Yellow papaya has more vitamin A than pink varieties, according to research by Andrea Blas, a University of Hawaiʻi at Mānoa doctoral candidate in molecular biology.
Work on the molecular-genetic basis of color in papaya may help people in the developing world combat nutritional deficiencies, says Blas, who received the Gamma Sigma Delta PhD Student Oral Presentation Award of Merit at the spring 2008 College of Tropical Agriculture and Human Resources student research symposium and an Achievement Rewards for College Scientists grant.
Such genetic work will be easier, at least in SunUp papaya and hybrids, now that researchers have decoded SunUp’s genome.
An international consortium led by UH Mānoa’s Center for Advanced Studies in Genomics, Proteomics and Bioinformatics sequenced 90 percent of the disease-resistant fruit’s genetic code.
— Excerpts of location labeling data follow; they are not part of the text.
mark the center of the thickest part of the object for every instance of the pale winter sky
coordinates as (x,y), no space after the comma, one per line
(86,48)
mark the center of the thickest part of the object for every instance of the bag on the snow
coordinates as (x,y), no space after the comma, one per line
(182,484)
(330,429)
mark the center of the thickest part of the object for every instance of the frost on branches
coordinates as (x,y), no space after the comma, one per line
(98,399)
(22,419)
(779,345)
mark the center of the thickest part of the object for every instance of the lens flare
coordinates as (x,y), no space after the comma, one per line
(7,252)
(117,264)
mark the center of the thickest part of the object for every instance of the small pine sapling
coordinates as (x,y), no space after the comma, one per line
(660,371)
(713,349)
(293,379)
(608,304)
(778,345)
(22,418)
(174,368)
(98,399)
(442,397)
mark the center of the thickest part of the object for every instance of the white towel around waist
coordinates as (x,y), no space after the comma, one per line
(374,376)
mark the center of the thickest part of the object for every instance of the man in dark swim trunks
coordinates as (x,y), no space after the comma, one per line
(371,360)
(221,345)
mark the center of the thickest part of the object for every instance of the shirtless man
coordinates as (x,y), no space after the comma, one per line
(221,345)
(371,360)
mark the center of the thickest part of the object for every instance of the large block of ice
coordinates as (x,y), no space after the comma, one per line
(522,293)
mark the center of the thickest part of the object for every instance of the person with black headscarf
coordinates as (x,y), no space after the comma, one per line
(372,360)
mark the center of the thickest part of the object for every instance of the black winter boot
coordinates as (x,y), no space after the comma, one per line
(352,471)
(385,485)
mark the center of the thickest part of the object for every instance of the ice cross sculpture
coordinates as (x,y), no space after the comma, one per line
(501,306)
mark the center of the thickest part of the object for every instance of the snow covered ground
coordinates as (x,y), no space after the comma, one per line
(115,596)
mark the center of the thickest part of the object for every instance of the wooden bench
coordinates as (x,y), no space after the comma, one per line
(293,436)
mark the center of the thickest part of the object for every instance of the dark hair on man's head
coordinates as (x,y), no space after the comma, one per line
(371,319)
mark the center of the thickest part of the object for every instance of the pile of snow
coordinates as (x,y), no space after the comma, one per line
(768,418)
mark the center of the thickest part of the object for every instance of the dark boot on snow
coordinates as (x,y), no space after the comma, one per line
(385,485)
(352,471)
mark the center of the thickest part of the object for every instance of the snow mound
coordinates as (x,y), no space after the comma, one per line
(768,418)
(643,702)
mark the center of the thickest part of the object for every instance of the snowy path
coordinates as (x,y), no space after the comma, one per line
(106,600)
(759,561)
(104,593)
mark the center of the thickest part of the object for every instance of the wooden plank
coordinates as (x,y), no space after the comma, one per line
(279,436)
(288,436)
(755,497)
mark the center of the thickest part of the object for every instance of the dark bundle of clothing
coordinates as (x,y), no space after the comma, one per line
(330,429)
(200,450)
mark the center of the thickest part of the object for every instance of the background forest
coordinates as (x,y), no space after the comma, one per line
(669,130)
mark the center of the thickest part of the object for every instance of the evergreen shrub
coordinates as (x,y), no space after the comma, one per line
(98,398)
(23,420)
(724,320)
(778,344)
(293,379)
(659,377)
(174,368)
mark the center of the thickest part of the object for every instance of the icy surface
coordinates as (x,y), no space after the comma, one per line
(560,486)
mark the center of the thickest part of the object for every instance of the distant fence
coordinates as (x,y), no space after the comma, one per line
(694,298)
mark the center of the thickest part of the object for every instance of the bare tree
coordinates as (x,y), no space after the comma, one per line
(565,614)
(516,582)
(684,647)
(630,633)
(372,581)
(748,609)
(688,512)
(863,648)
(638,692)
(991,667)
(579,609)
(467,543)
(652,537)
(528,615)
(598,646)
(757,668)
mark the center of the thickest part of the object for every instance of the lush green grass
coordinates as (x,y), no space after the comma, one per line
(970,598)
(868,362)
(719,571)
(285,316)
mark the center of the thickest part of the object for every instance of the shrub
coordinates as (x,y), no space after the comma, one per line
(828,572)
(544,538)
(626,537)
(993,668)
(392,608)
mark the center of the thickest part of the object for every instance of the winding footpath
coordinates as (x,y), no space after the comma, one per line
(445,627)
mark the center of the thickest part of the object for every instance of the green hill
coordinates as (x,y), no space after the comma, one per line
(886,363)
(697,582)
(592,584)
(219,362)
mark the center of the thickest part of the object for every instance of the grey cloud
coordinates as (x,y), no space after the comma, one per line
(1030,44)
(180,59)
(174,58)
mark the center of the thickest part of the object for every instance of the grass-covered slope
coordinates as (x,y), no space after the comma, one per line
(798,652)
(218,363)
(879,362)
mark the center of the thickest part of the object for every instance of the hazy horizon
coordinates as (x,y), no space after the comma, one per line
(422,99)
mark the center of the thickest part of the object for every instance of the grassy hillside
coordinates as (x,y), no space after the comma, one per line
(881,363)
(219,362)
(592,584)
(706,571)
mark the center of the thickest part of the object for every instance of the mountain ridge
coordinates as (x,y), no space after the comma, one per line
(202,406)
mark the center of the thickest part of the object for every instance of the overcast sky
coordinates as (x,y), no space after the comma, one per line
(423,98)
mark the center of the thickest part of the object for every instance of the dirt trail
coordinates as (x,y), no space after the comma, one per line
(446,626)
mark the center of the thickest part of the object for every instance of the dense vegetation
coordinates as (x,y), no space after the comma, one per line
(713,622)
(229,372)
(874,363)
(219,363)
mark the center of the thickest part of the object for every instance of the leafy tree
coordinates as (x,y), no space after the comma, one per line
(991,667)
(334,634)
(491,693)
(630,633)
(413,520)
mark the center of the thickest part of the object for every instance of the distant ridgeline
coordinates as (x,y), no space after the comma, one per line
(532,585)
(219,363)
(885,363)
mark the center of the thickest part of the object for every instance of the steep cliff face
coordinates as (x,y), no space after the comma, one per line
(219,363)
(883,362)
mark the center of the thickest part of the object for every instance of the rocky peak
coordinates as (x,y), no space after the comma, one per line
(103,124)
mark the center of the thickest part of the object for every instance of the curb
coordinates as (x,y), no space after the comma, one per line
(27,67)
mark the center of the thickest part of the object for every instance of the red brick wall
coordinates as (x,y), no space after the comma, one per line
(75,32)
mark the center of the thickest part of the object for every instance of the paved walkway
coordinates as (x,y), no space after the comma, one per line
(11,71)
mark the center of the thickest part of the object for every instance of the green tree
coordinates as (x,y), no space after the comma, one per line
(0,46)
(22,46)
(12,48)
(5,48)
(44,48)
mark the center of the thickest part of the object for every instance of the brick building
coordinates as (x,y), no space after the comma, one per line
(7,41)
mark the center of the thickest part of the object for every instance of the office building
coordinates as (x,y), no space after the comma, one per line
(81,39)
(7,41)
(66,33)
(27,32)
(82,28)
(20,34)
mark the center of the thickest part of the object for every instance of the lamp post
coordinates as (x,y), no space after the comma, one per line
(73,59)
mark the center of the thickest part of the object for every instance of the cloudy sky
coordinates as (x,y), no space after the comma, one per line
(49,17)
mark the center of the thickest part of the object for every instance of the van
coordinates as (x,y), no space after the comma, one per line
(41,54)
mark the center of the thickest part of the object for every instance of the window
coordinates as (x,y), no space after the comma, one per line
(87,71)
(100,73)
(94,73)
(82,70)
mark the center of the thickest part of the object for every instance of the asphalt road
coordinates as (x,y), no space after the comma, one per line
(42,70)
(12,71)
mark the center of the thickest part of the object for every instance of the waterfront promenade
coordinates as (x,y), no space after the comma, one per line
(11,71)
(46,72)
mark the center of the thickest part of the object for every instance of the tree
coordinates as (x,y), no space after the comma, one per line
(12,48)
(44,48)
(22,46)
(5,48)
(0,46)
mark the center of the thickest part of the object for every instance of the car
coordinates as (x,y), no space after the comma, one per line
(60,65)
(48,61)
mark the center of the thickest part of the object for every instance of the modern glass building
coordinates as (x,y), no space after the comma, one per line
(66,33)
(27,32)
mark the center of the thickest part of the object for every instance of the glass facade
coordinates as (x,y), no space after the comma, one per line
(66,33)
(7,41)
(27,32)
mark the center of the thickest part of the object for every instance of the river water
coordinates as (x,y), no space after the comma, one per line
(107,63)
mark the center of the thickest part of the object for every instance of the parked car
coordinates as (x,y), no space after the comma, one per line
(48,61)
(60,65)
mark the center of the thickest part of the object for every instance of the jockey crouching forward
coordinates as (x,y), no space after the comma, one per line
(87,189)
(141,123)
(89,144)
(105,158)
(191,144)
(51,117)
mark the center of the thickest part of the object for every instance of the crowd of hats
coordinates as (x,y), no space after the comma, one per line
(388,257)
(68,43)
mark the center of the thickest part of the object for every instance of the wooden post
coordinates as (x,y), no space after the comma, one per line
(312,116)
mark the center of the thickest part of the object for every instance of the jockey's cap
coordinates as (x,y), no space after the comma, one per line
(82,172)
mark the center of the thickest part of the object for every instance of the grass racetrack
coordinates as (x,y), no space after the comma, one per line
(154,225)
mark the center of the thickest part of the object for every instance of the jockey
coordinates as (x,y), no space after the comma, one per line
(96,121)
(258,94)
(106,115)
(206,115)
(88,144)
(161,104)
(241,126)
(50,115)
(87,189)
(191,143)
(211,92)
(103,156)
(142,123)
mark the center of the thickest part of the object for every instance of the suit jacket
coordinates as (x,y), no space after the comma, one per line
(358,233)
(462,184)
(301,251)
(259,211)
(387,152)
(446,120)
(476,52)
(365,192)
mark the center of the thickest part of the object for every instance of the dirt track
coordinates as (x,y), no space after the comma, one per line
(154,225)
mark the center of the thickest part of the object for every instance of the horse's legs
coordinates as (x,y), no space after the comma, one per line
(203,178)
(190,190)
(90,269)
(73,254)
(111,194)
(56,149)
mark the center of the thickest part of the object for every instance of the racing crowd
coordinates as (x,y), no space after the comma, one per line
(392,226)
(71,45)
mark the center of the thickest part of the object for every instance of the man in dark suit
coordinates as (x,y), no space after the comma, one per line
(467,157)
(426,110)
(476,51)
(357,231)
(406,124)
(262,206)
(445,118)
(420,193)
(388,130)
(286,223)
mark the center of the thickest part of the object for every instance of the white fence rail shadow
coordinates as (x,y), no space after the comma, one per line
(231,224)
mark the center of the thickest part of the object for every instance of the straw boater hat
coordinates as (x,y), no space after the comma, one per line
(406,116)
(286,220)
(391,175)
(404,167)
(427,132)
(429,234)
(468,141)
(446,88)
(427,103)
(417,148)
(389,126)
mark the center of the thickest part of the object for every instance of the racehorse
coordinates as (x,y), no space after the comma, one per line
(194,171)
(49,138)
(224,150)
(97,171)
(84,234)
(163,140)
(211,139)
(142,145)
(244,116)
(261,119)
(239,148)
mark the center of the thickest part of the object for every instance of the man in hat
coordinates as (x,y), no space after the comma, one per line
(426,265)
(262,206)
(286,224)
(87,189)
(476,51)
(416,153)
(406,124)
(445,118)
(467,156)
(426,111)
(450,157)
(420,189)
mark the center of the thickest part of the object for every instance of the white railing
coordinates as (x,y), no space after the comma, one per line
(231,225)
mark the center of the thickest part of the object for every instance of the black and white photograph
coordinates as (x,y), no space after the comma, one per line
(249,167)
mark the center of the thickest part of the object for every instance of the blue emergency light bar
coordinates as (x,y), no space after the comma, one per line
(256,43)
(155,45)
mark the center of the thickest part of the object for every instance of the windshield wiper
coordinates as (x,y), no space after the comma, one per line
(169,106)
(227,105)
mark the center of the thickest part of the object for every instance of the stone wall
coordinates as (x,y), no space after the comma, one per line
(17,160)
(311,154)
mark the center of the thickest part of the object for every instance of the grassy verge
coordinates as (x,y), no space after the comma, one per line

The information answers questions that have kept transgenic papaya out of the Japanese market as well as advancing research on the evolution of flowering plants and supporting future work on disease resistance and nutritional value in papaya.
The work was featured as the April 24, 2008, Nature cover story. Co-lead authors are UH Mānoa microbiologist Shaobin Hou and PhD alumnus Ray Ming, now a University of Illinois associate professor.